When it comes to Republican Party rhetoric, much of it is so reflexive and reactionary, debates no longer require any thought at all. Those who mention the gap between the rich and poor are guilty of “class warfare.” Those who believe the Pentagon budget is too big are “weak on defense.” And those who support court rulings the right doesn’t like are “judicial activists.”
The whole idea of “judicial activism” has been stripped of all meaning in recent years – it’s now simply a synonym for “rulings I don’t like.” But as E.J. Dionne Jr. explained today, anyone looking for legitimate examples of the phenomenon need look no further than this week’s hearings.
Three days of Supreme Court arguments over the health-care law demonstrated for all to see that conservative justices are prepared to act as an alternative legislature, diving deeply into policy details as if they were members of the Senate Health, Education, Labor and Pensions Committee.
Senator, excuse me, Justice Samuel Alito quoted Congressional Budget Office figures on Tuesday to talk about the insurance costs of the young. On Wednesday, Chief Justice John Roberts sounded like the House whip in discussing whether parts of the law could stand if other parts fell. He noted that without various provisions, Congress “wouldn’t have been able to put together, cobble together, the votes to get it through.” Tell me again, was this a courtroom or a lobbyist’s office?
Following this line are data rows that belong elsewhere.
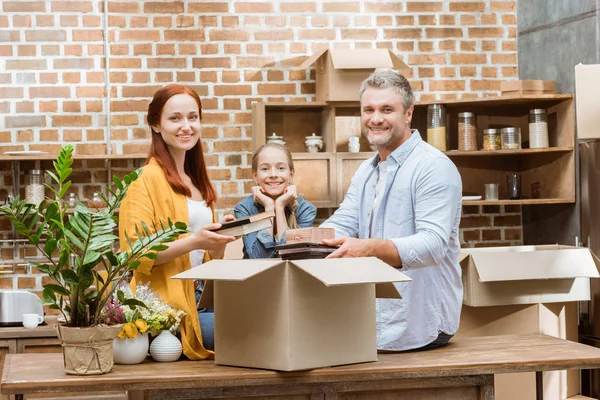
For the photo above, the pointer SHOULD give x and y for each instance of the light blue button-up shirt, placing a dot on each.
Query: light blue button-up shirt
(420, 213)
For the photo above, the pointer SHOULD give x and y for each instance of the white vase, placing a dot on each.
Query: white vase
(130, 350)
(166, 347)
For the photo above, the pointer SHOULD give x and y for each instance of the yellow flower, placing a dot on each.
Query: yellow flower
(141, 325)
(130, 329)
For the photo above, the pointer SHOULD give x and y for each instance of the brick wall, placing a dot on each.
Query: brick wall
(58, 82)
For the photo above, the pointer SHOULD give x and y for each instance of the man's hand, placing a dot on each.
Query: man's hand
(385, 250)
(350, 247)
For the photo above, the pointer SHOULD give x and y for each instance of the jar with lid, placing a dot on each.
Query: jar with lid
(511, 138)
(72, 200)
(34, 187)
(538, 128)
(467, 132)
(436, 126)
(97, 201)
(491, 139)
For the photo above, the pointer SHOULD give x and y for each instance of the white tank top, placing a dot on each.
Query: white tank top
(199, 215)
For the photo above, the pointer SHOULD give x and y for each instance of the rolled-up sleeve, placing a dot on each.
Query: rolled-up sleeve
(345, 218)
(437, 203)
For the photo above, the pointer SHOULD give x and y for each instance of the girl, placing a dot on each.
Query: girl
(174, 184)
(273, 171)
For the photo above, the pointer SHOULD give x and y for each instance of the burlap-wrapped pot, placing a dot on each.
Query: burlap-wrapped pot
(88, 351)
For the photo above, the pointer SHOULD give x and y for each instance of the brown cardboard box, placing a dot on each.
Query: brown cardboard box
(528, 87)
(527, 274)
(555, 319)
(340, 72)
(296, 315)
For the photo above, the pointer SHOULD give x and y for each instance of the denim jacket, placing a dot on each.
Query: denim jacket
(260, 244)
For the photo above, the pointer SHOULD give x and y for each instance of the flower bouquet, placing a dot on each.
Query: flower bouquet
(144, 313)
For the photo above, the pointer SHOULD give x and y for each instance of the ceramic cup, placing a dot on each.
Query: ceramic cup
(32, 320)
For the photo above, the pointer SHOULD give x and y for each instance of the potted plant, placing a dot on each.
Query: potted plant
(82, 260)
(131, 345)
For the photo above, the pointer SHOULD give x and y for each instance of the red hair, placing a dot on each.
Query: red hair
(194, 164)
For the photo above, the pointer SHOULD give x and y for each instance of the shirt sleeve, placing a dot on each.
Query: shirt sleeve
(437, 207)
(256, 244)
(345, 219)
(135, 208)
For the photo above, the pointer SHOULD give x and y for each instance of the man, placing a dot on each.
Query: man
(403, 206)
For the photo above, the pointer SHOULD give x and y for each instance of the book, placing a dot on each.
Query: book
(246, 225)
(303, 251)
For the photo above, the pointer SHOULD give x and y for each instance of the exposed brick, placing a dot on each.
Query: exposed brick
(424, 6)
(341, 7)
(45, 35)
(24, 6)
(443, 32)
(295, 7)
(211, 62)
(468, 58)
(467, 6)
(166, 7)
(253, 7)
(71, 120)
(485, 32)
(49, 92)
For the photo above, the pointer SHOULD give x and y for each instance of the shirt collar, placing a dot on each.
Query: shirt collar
(403, 151)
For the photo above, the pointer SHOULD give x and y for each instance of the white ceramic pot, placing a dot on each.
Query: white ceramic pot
(130, 350)
(166, 347)
(353, 144)
(313, 143)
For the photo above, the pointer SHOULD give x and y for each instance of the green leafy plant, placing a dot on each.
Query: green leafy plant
(80, 247)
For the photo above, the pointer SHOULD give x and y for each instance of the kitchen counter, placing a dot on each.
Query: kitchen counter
(19, 332)
(461, 370)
It fell to the court’s liberals – the so-called “judicial activists,” remember? – to remind their conservative brethren that legislative power is supposed to rest in our government’s elected branches.
Justice Stephen Breyer noted that some of the issues raised by opponents of the law were about “the merits of the bill,” a proper concern of Congress, not the courts. And in arguing for restraint, Justice Sonia Sotomayor asked what was wrong with leaving as much discretion as possible “in the hands of the people who should be fixing this, not us.” It was nice to be reminded that we’re a democracy, not a judicial dictatorship.
Well, at least not yet.
I’m sensitive to the “rubber/glue” style of discourse. No one benefits when one side says, “Your judges are judicial activists,” only to hear rivals say in response, “Nuh uh, your judges are.”
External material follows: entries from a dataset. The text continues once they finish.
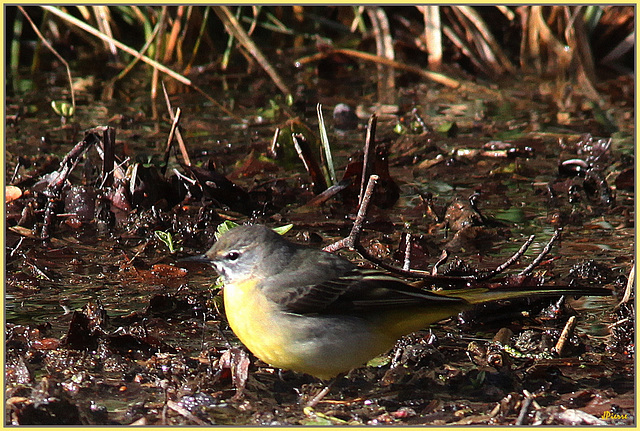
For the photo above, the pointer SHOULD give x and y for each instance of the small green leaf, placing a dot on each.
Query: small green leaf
(63, 108)
(283, 229)
(224, 227)
(167, 239)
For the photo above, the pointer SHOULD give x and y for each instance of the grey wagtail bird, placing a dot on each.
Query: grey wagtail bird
(314, 312)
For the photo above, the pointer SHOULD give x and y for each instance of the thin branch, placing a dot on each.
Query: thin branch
(543, 253)
(354, 236)
(62, 60)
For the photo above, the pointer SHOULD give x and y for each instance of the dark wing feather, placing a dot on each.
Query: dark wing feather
(335, 286)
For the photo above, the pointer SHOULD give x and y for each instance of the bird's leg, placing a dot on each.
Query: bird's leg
(315, 400)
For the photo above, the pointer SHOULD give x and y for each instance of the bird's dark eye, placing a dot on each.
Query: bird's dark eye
(232, 255)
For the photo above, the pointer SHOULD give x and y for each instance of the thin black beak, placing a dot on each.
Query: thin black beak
(202, 258)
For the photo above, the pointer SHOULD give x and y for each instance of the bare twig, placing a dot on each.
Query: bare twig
(433, 76)
(407, 252)
(444, 256)
(564, 336)
(628, 291)
(157, 66)
(181, 145)
(543, 253)
(233, 27)
(354, 236)
(62, 60)
(54, 188)
(172, 133)
(517, 255)
(368, 154)
(182, 411)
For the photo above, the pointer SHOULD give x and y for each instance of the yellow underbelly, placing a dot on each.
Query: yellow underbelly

But the facts are hard to avoid: among the key lessons learned this week is that the Supreme Court’s conservative bloc perceives themselves as some kind of unelected Super Legislators.
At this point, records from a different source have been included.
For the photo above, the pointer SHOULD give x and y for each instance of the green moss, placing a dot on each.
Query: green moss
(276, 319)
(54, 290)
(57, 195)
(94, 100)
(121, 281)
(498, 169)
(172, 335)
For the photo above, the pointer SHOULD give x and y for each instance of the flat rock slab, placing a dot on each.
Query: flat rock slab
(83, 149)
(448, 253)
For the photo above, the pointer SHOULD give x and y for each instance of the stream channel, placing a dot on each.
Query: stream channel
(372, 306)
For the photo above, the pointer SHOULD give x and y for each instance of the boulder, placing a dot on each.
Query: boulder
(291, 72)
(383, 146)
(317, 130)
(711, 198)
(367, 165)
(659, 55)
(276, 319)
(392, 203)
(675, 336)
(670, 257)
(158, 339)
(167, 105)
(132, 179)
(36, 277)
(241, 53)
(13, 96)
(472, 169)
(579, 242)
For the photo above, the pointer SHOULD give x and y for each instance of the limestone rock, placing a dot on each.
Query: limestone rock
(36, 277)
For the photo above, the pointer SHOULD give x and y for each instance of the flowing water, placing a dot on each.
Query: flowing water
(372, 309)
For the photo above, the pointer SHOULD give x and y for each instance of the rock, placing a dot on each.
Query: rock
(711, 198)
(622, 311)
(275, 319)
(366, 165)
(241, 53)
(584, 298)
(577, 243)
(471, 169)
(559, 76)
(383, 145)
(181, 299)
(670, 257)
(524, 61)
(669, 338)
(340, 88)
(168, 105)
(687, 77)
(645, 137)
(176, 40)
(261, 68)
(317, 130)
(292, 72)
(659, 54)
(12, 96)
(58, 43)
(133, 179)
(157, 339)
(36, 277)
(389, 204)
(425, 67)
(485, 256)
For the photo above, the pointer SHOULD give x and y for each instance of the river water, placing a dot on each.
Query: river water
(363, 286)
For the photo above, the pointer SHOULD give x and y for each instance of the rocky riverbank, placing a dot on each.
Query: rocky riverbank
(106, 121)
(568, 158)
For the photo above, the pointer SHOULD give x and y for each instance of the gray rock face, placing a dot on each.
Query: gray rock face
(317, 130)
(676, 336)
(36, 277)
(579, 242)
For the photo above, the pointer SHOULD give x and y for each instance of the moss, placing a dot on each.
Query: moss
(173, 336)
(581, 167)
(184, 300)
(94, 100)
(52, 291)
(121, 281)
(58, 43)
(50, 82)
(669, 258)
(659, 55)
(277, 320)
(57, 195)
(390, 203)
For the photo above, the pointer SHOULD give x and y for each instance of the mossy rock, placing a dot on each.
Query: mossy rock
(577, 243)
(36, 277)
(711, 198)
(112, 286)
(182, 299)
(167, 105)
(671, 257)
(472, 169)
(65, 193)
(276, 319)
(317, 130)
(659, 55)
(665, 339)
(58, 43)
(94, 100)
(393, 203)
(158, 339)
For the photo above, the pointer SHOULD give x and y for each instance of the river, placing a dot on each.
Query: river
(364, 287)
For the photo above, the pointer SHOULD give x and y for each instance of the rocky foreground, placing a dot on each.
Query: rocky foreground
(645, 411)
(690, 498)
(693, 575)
Jon Chait’s piece last night helped provide some additional context to the trend.
Five years ago, Jeffrey Rosen wrote a startling essay in the New York Times Magazine, describing a radical turn of events that is being borne out before our eyes. In the piece, Rosen described the rise of a new strand of conservative and libertarian judicial activists who believed the Constitution required small-government policies. Advocates of this theory believed judicial intervention was legally justified, of course, but also that it was necessary to win policy victories that conservatives could not obtain through Congress. “To Greve’s dismay,” wrote Rosen, citing one such scholar, “much of the regulatory state is politically quite popular; even a Republican Congress, he acknowledged, seems unlikely to roll back most post-New Deal programs and regulations. ‘Judicial activism will have to be deployed,’ he said. ‘It’s plain that the idea of judicial deference was a dead end for conservatives from the get-go.”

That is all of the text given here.